While the observations and simulations show a high level of agreement in terms of several statistical properties (geometrical and physical) there is, however, one important difference. The number density of brightenings detected in the simulation is between 19 – 29 times larger than the number density obtained in the observations. It is important to consider why the nonpotential simulations produce a significantly higher number density of the brightenings compared to the observations. While there may be a number of reasons, one of the most important will be the simplicity of the thermodynamics in the simulation, which produces the energy dissipation in the solar atmosphere based on the magnetofrictional method. With this method the simulated images are constructed through simply integrating magnetic-energy dissipation along the LOS. This is an oversimplification, but to improve on this, radiative forward modeling would need to be carried out. In addition, the simulations do not take into account the thermal properties of the solar atmosphere, such as radiative losses and thermal conduction. Such thermodynamic processes in the solar atmosphere reduces the EUV-brightenings evolution dynamics by removing and redistributing energy, which would shorten the brightenings’ lifetimes. Thus, considering the impact of the thermodynamic processes, if included we would expect a smaller number of brightenings to be detected in the simulations. Developing such a model based on driving through observed magnetograms is beyond the scope of the present study, but may be considered in future studies.

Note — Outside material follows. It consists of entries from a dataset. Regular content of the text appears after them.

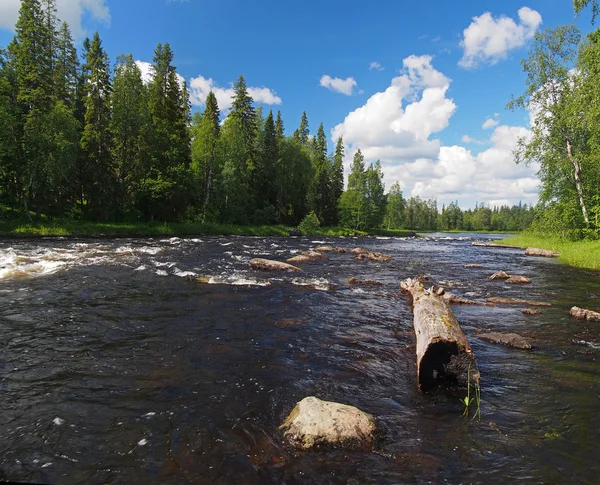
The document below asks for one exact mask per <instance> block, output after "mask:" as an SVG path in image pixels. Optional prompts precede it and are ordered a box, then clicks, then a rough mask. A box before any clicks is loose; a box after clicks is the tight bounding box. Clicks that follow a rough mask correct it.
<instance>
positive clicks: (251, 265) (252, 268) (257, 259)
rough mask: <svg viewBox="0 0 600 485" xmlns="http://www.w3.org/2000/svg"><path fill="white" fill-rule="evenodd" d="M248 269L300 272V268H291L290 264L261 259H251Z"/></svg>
mask: <svg viewBox="0 0 600 485" xmlns="http://www.w3.org/2000/svg"><path fill="white" fill-rule="evenodd" d="M250 267H251V268H252V269H256V270H260V271H295V272H298V271H301V270H300V268H297V267H296V266H292V265H291V264H288V263H283V262H281V261H273V260H270V259H263V258H254V259H251V260H250Z"/></svg>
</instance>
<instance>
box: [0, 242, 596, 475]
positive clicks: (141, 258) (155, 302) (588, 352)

The simulation gives a unique opportunity to study the dynamics, geometrical, and physical properties of brightenings. We have shown that basic geometrical and physical properties of EUV brightenings are consistent with the excess energy that is released as the corona evolves through a series of nonlinear force-free states. In a further study, the magnetofrictional simulation method will be used with high-resolution magnetic-field data obtained with Polarimetric and Helioseismic Imager (PHI), especially with data obtained during Solar Orbiter perihelia, as this will allow the data-driven model to simulate the same length scales and timescales as seen in the observations. During the last Solar Orbiter perihelion (26 March 2022) the pixel size corresponds to 116 km. Moreover, the Daniel K. Inouye Solar Telescope (DKIST) should also be used to observe the EUV brightenings.